A document detailing the rights and responsibilities of a Canadian dealing with diabetes in the 21st century has just been released, and it’s hitting close to home for New Brunswick’s health minister.

Hugh Flemming says he was diagnosed with Type 2 diabetes a few months ago.

“You can feel tingling in your feet and hands and that’s never happened before, so I wondered what that was about,” says Flemming.

“Nothing really resonates as much than when it hits close to home.”

In 2014, a diabetes diagnosis presents many options for treatment and care. Monday’s unveiling of the Diabetes Charter for Canada aims to create one standard of care across the country, detailing rights and responsibilities following a diagnosis.

“Of not only people with diabetes, but also health-care professionals that work with people with diabetes, for governments in terms of good things that should happen in policy and health, as well as schools,” says Jake Reid of the Canadian Diabetes Association.

According to the document, schools and daycares have a responsibility to provide reasonable accommodations for diabetes self-management. It also says Canadians deserve easy and affordable access to diabetes medications, devices and supplies.

“He dropped that d-word and it just shatters you because you know what’s in front of you,” says Vanessa Godin, who was diagnosed with diabetes 16 years ago.

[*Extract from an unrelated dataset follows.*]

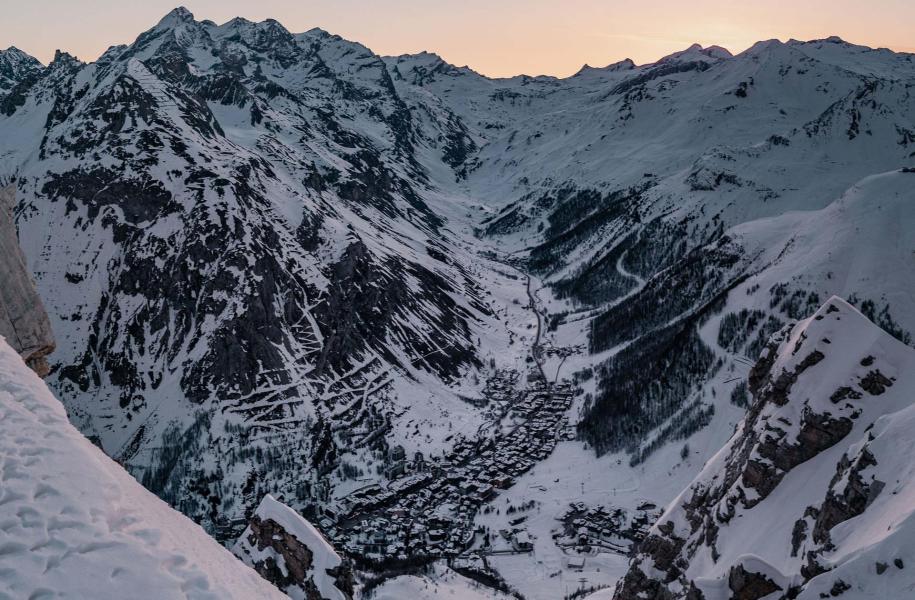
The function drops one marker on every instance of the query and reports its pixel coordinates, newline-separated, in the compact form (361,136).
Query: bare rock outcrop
(286,550)
(23,320)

She says the charter is a gift as it spells out rights and responsibilities that weren’t always so clear.

“The technology is there, the expertise in medicine is there, the medications are there,” she says.

The charter isn’t a legal document, but those who wrote it hope it’s recognition that diabetes is a growing issue. 

A total of three million Canadians have the chronic illness and that number is expected to grow by well over a million over the next 10 years.